Magnetic coupling constants from a hybrid density functional with 35% Hartree-Fock exchange

Abstract

The magnetic coupling constants of ${\mathrm{KCuF}}_{3}$, ${\mathrm{Sr}}_{2}{\mathrm{CuO}}_{2}{\mathrm{Cl}}_{2}$, ${\mathrm{La}}_{2}{\mathrm{CuO}}_{4}$, ${\mathrm{La}}_{2}{\mathrm{NiO}}_{4}$, ${\mathrm{K}}_{2}{\mathrm{NiF}}_{4}$, ${\mathrm{KNiF}}_{3}$, ${\mathrm{NiF}}_{2}$, ${\mathrm{KMnF}}_{3}$, and ${\mathrm{MnF}}_{2}$ are calculated with a hybrid density functional, in which 35% of the nonlocal Hartree-Fock exchange is mixed in the general gradient approximation to the density functional theory. The theoretical magnetic coupling constants for these materials with different structures, spins, and magnetic orderings are in good agreement with experiment.

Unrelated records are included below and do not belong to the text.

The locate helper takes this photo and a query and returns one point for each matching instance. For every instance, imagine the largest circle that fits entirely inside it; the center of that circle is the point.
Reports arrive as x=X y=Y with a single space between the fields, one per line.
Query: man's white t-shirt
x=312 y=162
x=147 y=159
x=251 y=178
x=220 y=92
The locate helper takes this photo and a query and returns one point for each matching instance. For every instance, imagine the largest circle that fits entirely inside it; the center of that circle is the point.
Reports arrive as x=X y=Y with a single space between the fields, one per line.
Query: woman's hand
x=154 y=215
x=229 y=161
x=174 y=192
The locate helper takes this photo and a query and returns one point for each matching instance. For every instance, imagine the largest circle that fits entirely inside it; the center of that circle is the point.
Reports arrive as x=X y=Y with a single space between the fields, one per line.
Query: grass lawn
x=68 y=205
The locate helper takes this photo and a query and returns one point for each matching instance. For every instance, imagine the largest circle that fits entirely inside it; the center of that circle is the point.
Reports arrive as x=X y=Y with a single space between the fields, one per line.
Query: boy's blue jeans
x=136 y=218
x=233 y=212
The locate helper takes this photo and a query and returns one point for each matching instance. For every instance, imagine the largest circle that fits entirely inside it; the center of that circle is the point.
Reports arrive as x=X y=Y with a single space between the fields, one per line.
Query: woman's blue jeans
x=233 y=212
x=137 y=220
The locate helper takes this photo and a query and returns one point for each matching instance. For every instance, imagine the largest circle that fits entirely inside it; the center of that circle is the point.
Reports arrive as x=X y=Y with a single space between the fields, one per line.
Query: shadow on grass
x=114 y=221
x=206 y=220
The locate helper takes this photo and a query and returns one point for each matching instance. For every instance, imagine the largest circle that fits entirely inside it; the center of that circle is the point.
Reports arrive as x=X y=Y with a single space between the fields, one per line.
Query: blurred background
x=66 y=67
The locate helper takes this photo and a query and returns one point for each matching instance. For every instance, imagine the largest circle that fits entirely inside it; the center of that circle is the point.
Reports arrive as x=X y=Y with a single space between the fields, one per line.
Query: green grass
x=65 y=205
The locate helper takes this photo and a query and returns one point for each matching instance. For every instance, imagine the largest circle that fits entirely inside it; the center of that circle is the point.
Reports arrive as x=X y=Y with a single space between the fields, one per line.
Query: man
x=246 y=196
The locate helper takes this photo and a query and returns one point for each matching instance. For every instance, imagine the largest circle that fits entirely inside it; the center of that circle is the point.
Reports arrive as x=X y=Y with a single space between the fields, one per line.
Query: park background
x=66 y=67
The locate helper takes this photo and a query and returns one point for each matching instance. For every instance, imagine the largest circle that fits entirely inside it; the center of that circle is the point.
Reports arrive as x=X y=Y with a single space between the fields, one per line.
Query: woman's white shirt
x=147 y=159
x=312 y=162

Our results improve significantly over the so-called B3LYP hybrid density functional, which usually overestimates the magnetic coupling constants by about 50%. However, the energy gaps from the B3LYP functional are in better agreement with experiment than the hybrid functional with 35% Hartree-Fock exchange, which means that within the current scheme of hybrid density functionals different functionals are needed to better predict different properties of materials.